In the upper eyelid there are approximately 100 lashes while in the lower one 50. The eyelashes originate from the anterior portion of the lid margin, in front of the tarsal plate (anterior layer), and are on two or three rows. We can find some eyelashes at the level of the caruncle. From the embryological point of view eyelashes and the Meibomian glands differentiate during the second month of gestation, starting from the same germ epithelial cells (1).
Trichiasis: altered orientation of lashes that, even if they emerge physiologically at the level of the anterior layer, are in contact with the ocular surface. Eyelashes with abnormal direction can affect the total upper and/or lower eyelid, or a portion thereof.

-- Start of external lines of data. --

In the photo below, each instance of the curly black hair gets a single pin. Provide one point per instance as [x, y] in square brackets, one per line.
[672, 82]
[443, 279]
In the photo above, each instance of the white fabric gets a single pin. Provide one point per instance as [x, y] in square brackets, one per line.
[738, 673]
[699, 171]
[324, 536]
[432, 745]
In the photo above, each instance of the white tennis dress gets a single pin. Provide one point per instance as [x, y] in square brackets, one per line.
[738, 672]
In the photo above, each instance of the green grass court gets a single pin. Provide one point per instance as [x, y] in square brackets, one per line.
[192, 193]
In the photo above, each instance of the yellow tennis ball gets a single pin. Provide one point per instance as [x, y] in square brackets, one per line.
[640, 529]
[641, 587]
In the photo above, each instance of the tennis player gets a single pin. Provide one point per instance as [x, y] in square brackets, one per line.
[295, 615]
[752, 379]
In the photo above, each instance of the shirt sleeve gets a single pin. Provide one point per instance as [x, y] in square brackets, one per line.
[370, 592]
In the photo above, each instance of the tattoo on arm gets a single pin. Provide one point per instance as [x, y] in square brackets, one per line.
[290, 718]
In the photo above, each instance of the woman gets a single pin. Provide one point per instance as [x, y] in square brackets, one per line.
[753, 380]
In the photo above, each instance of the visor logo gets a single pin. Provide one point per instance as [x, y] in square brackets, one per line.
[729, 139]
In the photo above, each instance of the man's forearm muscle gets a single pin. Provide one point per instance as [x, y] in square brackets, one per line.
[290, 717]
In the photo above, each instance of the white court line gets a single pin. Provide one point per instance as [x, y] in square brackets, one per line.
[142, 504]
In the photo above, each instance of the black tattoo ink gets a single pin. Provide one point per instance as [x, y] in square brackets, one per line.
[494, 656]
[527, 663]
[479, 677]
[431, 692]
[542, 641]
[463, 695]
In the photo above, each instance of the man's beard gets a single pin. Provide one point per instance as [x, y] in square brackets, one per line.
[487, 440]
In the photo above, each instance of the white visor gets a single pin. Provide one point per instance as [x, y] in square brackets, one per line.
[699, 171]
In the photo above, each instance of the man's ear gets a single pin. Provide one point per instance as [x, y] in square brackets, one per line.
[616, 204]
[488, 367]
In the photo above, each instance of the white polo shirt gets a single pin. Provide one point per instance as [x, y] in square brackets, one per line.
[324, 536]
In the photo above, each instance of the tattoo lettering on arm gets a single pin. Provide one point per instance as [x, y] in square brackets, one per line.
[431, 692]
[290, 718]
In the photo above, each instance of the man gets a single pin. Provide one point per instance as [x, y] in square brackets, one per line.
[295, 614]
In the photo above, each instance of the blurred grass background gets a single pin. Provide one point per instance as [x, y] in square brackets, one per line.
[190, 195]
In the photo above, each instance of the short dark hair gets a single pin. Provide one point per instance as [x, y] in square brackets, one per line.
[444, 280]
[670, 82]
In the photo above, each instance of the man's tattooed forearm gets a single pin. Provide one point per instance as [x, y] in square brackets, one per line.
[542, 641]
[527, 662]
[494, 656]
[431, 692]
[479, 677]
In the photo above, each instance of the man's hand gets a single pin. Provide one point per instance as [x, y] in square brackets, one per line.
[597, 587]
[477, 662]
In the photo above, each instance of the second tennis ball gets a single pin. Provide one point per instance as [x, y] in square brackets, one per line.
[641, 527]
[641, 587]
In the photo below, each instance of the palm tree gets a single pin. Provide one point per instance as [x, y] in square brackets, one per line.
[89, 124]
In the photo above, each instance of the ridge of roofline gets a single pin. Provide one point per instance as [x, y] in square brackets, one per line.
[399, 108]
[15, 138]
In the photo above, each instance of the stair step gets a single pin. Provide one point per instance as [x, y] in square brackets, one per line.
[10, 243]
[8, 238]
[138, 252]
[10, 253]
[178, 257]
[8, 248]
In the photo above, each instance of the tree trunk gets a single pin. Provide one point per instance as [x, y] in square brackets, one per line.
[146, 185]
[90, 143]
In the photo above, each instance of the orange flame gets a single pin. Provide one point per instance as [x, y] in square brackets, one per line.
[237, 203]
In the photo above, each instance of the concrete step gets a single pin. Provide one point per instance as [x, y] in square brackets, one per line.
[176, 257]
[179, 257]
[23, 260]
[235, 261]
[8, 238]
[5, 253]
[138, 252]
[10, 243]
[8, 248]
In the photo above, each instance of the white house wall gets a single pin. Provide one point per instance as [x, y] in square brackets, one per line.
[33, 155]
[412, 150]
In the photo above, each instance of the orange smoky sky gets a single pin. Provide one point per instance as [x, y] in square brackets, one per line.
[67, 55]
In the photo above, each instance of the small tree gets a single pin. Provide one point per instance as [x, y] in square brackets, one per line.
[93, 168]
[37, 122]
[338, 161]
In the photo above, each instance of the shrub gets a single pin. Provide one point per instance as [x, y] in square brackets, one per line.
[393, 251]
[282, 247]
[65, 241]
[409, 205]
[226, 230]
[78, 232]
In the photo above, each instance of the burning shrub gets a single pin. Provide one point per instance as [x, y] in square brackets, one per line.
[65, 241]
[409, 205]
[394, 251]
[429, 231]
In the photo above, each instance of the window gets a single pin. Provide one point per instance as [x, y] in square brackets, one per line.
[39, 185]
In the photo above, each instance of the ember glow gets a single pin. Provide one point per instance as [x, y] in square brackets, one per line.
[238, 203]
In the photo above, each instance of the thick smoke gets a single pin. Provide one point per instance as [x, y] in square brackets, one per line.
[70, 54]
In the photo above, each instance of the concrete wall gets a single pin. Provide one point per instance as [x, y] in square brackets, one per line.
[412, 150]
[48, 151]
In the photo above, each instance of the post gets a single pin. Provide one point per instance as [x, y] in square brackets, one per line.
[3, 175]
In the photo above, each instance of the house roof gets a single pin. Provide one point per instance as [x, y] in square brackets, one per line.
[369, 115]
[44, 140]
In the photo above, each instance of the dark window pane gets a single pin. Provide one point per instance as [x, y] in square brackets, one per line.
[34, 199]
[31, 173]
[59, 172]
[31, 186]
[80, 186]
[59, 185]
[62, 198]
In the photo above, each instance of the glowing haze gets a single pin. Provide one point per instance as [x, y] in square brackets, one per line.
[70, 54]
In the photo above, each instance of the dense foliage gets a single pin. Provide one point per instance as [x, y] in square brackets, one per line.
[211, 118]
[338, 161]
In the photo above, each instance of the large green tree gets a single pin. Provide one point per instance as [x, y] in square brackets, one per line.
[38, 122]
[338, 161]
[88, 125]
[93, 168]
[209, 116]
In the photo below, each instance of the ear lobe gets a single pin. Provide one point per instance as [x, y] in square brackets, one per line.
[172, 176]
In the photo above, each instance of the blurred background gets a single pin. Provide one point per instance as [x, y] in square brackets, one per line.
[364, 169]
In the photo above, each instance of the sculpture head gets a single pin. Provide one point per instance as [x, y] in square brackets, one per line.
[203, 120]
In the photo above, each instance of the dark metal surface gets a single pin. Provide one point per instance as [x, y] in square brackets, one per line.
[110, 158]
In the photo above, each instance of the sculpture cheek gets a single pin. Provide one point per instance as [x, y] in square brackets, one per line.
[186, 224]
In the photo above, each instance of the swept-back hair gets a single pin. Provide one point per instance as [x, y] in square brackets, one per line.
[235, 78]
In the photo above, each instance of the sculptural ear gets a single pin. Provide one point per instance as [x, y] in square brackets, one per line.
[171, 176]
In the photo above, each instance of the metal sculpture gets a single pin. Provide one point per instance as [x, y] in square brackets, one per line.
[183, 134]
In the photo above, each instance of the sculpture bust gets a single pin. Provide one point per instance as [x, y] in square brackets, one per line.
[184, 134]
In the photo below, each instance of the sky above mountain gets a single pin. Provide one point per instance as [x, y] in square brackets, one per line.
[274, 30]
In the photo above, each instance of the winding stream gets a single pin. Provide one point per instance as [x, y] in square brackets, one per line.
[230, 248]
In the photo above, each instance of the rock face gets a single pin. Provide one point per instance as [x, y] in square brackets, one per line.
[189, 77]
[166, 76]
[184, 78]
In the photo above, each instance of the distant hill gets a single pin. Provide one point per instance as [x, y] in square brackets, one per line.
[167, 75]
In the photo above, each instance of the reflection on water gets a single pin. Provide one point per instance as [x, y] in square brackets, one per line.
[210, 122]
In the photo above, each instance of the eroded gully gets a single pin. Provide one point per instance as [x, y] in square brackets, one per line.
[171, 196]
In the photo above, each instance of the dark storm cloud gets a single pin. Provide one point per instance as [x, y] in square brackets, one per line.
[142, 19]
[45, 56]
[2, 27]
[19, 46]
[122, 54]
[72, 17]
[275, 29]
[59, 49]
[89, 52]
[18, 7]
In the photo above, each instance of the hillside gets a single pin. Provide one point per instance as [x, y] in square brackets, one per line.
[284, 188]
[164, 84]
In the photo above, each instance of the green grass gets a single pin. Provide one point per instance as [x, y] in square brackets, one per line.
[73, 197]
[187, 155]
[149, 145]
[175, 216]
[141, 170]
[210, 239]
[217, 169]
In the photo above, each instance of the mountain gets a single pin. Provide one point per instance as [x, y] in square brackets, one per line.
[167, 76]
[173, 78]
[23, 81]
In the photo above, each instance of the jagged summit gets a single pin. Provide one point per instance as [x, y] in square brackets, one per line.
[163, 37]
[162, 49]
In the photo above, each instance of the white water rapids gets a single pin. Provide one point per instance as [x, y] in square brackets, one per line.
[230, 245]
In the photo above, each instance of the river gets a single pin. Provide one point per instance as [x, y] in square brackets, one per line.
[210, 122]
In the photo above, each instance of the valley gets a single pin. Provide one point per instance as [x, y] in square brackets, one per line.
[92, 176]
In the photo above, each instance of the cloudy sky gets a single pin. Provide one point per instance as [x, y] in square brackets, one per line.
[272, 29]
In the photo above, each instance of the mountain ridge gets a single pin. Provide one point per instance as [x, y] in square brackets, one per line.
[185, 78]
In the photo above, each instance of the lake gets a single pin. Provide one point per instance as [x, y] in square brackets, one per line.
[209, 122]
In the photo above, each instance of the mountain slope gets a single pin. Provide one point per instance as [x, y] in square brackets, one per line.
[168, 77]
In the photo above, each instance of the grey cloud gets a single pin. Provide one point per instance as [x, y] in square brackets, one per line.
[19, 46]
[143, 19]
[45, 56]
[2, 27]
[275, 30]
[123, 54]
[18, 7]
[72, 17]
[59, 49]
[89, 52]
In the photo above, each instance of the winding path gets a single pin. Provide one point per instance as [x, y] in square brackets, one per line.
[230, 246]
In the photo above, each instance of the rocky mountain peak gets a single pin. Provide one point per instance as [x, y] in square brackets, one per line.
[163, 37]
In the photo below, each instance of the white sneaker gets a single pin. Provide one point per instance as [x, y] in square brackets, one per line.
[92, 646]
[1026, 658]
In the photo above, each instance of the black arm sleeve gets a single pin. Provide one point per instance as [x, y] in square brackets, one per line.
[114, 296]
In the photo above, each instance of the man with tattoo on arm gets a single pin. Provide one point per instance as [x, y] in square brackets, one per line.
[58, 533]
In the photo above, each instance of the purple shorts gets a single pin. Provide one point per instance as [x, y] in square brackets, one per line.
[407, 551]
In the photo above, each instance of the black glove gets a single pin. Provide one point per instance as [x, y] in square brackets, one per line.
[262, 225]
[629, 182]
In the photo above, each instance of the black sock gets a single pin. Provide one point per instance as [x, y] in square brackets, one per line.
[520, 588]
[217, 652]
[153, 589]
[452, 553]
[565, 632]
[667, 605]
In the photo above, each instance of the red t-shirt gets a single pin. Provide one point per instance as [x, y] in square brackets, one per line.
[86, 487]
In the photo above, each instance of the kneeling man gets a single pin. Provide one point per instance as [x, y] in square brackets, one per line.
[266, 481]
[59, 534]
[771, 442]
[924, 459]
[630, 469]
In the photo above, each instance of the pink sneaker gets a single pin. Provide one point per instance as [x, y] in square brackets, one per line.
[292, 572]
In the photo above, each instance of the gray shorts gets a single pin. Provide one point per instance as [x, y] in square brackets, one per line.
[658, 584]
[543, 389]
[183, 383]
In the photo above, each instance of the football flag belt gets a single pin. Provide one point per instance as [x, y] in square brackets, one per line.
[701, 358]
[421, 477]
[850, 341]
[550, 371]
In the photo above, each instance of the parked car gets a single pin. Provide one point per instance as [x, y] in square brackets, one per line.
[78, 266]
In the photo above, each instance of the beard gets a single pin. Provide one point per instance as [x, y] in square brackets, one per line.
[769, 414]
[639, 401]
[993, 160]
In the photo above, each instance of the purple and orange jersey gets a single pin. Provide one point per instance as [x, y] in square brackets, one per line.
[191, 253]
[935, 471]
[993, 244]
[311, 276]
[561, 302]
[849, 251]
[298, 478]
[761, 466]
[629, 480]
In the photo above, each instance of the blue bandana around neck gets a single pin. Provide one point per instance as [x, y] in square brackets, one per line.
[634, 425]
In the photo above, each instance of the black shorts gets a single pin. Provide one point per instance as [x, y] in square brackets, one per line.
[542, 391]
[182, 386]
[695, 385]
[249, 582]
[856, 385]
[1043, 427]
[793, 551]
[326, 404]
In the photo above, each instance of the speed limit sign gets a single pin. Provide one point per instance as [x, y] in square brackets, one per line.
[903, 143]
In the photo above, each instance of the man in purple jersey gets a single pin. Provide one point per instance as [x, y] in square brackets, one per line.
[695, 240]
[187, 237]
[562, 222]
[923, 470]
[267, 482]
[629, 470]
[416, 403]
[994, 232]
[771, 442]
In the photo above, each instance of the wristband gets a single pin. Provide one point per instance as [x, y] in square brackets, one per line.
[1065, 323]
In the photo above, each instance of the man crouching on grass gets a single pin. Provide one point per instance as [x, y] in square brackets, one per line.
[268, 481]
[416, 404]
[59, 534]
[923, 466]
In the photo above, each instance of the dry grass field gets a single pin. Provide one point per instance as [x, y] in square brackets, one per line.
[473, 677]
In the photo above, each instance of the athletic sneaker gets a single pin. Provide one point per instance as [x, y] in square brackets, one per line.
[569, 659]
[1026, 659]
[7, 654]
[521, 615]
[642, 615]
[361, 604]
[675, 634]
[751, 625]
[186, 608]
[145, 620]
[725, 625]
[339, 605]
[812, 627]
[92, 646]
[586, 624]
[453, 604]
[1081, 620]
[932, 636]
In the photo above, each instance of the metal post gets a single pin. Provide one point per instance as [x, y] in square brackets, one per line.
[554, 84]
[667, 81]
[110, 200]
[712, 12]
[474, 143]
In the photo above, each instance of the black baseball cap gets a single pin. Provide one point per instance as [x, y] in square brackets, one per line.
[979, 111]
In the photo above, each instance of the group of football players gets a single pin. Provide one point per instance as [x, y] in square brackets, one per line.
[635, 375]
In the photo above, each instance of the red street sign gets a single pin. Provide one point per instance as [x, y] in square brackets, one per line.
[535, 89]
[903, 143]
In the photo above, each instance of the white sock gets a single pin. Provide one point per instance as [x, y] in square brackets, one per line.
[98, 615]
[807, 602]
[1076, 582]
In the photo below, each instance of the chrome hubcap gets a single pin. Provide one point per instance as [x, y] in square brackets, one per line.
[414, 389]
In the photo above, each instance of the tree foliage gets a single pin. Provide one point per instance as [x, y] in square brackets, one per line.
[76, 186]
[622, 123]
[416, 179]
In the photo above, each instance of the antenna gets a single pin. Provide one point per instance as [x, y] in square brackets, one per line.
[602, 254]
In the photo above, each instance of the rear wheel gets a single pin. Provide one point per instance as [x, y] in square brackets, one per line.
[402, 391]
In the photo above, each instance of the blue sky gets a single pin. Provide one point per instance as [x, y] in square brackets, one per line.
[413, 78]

Distichiasis: presence of a double row of eyelashes, the first one resulting from the anterior layer while the other one, metaplastic, from the posterior layer (orifices of the Meibomian glands).
Aberrant lashes: metaplastic lashes that originate from the orifices of the Meibomian glands, located in the back layer (Pictures 1).
PICTURES 1-4: by Dr. Carlo Graziani
All malpositions of the eyelashes can cause eye irritation, epiphora, abrasion and / or corneal ulcers with loss of corneal transparency and more or less serious reduction of vision
The malposition of the eyelid margin and abnormal positions of the eyelashes often coexist: inflammatory causes (chronic blepharitis, Stevens-Johnson Syndrome; vernal keratoconjunctivitis), infectious reasons (trachoma: Picture 2; herpes zoster; parasitosis: dermodex folliculorum), autoimmune causes (ocular pemphigoid scar), or iatrogenic causes (resulting from surgeries: lower blepharoplasty, correction of fracture of the orbital floor, enucleation, ectropion correction; they are secondary to trauma by chemical or physical agents) (3) lead to inflammatory processes in the eyelid edge and the bulbs hair contained therein. The post inflammatory healing can induce changes in the normal anatomical structure of eyelid with consequent malposition of the eyelashes (trichiasis).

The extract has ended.